The index dropped to 46.5 in October, from 47.2 in September, a 35-month low. A reading below 50 indicates a contraction, according to CNN.
‘In the eurozone, things are moving from bad to worse,’ said Cyrus de la Rubia, the Chief Economist at Hamburg Commercial Bank, which has partnered with S&P Global to produce the PMI data.
‘We wouldn’t be caught off guard to see a mild recession in the eurozone in the second half of this year,’ he added.
Germany, Europe’s biggest economy, may have already slipped back into recession after a brief recovery in the second quarter. Manufacturing output has been declining for months and October saw a renewed decline in services activity, according to a separate PMI survey.
‘There is much to suggest that a recession in Germany is well underway,’ CNN quoted de la Rubia as saying.
Separately, a survey of lenders published by the ECB on Tuesday showed that demand for business loans and mortgages continued to fall sharply in the third quarter of the year and by more than banks had expected, CNN reported.

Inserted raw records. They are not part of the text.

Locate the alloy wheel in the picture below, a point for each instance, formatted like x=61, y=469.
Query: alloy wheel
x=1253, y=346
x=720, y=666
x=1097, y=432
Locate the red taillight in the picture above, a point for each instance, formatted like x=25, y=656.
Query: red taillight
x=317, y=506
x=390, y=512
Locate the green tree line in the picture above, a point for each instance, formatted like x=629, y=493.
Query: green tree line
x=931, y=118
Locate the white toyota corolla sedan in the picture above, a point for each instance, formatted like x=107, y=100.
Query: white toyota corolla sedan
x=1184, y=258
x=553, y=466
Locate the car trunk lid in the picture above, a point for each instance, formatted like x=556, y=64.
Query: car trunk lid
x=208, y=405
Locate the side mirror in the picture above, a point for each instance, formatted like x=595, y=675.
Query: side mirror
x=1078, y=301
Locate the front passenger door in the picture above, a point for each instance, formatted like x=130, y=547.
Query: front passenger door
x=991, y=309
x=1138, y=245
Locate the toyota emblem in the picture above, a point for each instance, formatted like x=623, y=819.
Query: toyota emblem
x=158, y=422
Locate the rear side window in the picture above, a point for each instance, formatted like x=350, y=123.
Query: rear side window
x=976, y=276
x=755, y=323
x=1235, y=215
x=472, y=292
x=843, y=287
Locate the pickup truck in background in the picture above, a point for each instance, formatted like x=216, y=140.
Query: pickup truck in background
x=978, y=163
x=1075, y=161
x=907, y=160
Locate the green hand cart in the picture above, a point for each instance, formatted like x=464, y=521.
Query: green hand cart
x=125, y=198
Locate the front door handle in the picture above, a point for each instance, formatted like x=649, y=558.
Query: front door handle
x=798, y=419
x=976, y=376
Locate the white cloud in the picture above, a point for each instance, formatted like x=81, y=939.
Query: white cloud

The report also found that banks had continued to tighten credit standards across all loan categories.
Past interest rate increases were being ‘transmitted forcefully into financing conditions,’ the ECB said in its statement Thursday. ‘This is increasingly dampening demand.’
The ECB began hiking rates in July 2022, helping to bring inflation down from a peak of 10.6 per cent a year ago to 4.3 per cent last month, CNN reported.